July 23, 2007 2:39 pm
It would depend on my mood I guess….but more than likely I would have had to move-sounds like you did just peachy=)
July 24, 2007 2:04 am
Hello! I just found you through Miss E, I too was on the IF train for a long time and stepped off a couple of years ago. Being childless in an age group where it is not the norm is not easy…hang in there, and I’ll be back to visit soon.
July 24, 2007 5:04 pm
Yeah, I think I’m pretty much resigned to the fact that I won’t be having my own child, so now I just feel wistful at the sight of pregnant bellies.
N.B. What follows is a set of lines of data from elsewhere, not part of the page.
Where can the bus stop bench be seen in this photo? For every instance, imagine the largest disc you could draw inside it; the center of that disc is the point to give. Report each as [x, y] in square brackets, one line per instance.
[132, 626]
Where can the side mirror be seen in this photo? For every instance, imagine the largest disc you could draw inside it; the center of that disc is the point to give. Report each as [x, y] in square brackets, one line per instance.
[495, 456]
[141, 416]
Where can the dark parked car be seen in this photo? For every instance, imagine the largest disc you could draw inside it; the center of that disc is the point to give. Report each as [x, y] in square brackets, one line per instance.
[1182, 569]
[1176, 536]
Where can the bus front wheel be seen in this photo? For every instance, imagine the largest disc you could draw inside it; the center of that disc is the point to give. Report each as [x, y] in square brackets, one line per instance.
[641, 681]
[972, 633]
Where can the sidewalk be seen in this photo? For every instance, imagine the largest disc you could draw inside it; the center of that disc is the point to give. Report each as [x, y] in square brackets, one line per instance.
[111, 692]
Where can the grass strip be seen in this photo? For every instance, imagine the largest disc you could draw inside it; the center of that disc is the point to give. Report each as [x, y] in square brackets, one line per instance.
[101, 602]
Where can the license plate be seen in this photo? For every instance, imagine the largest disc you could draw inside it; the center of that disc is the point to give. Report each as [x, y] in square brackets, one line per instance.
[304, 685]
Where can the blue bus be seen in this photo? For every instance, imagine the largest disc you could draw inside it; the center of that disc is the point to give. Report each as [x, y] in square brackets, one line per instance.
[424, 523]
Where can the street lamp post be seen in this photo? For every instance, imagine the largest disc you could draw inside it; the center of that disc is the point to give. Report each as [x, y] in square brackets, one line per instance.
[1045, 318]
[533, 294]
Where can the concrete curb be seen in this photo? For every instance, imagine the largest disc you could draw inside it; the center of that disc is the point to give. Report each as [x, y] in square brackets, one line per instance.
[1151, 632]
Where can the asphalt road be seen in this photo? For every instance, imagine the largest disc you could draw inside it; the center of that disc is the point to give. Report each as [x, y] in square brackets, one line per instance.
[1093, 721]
Went along with my husband and his best friend’s girl to the circumcision doctor and sat in a waiting room full of new mothers and new babies and new daddies. Yes, I did. I went to comfort the new mum who was very emotional. Can’t believe it, but I did. Flinched a little when the nurse assumed my husband was the father of the baby. Felt sad a bit when I thought that’s something he won’t experience with his own son. Can’t imagine what thoughts were in my husband’s mind. But we both did it, with open hearts. Moving forward in joy and sorrow.
July 25, 2007 10:01 pm
Glad you’re enjoying your trip, Pamela Jeanne! As to how I would have reacted: I’m at the point in this journey where I immediately cut anyone pregnant out of my life. Finito. I just don’t have the head space to make nice or act normal when I feel so crazy. It’s not something to be proud of, but I don’t think it helps anyone not to be honest about it either. So I would have totally avoided the pregnant chicks. (Depending upon how hormonal I was at the moment, I might even have huffed a little as I got up to move. Yes, every day I’m uncovering even more evidence that I’m just plain not a nice person. Can you say, “petty, small, and jealous”? I thought you could!)
June 15, 2010 2:34 pm
about the cats seeking your attention:
it’s easy: cats tend to choose those who ignore them. confronting an animal with a stare or too much “not seeked”-affection is considered a threat in the animal world.